Mars Colonization Project

My high-school biology class is taking their exam on genetics and evolution. To make the test a little more interesting, and to point out that there may be some relevance for this knowledge in the future, I made the test a questionnaire for the new head of the Mars Colonization Project. It begins like this:

Friday, January 30th, 2054.

Dear Dr. ________________ (insert your name here):

We are excited that you have accepted our offer to head the Biomedical Division of the MCP. As we are engaged in the first ever effort to colonize another planet, we know that we will face many unique challenges. Your expertise in pluripotent stem cell research and oncology will be extremely valuable to us — even though some of us administrators still don’t know what pluripotent stem cells are.

Please fill out the questions in this document to help us with our planning for the colony and to help our Human Resources department assemble your research and medical team.

Because of the sensitivity of some of the personal information included in this document, please write out, and sign, the Honor Code below before turning the page.

Yours truly,

Board of Administrators,
Martian Colonization Project

Front page of the High Schooler's Biology exam.
Front page of the High Schooler’s Biology exam.

Then I pose all of the questions in this context. For example, to get their knowledge of vocabulary I ask them to define the scientific words and phrases (which they’ve used in their scientific publications many, many times), in terms that laymen — like the people on the board of administrators — could understand.

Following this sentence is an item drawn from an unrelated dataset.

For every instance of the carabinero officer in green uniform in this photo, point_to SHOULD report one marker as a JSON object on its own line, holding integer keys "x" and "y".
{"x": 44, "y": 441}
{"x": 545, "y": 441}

To get at more complex concepts, like the molecular process of gene expression and regulation, I phrased the question like this:

Medical Issues Related to Ongoing Colonization Planning

The trip to Mars will take five years, so we will be placing most of the colonists into cryogenic sleep for most of that time. We are still working out some of the bugs in the cryogenic technology, and we need your help.

To put people into cryogenic sleep, we need to stop their digestion of carbohydrates. Your predecessor, Dr. Malign, told us that we could do this using RNA interference, by injecting them with engineered microRNA that would block the production of the enzyme amalyse.

Could you draw a diagram of a cell showing how proteins are expressed from DNA, and how microRNA would interfere with protein production. Are there other methods for preventing protein expression?

We’ll see how the students do on the test, however at least one student glanced at the front page and said, “This is kinda cool,” (actually, she first asked if I’d stolen the idea from the internet somewhere), which is significant praise coming from a teenager.

Don’t Study for Your Exams

cramming—short-term memorizing—does not contribute to retention or transfer [my emphasis]. It may, however, yield positive short-term results as measured by exam scores.

— Jaffee, 2012: Stop Telling Students to Study for Exams in The Chronicle of Higher Education.

It’s getting close to the end of the academic year, and exams are coming up. David Jaffee advocates that we stop telling students to study for their exams; they should, instead, study for learning and understanding.

Jaffee especially piles on on Final Exams:

This dysfunctional system reaches its zenith with the cumulative “final” exam. We even go so far as to commemorate this sacred academic ritual by setting aside a specially designated “exam week” at the end of each term. This collective exercise in sadism encourages students to cram everything that they think they need to “know” (temporarily for the exam) into their brains, deprive themselves of sleep and leisure activities, complete (or more likely finally start) term papers, and memorize mounds of information. While this traditional exercise might prepare students for the inevitable bouts of unpleasantness they will face as working adults, its value as a learning process is dubious.

Jaffee (2012).

The alternative to exams, Jaffee suggests, is formative and authentic assessment.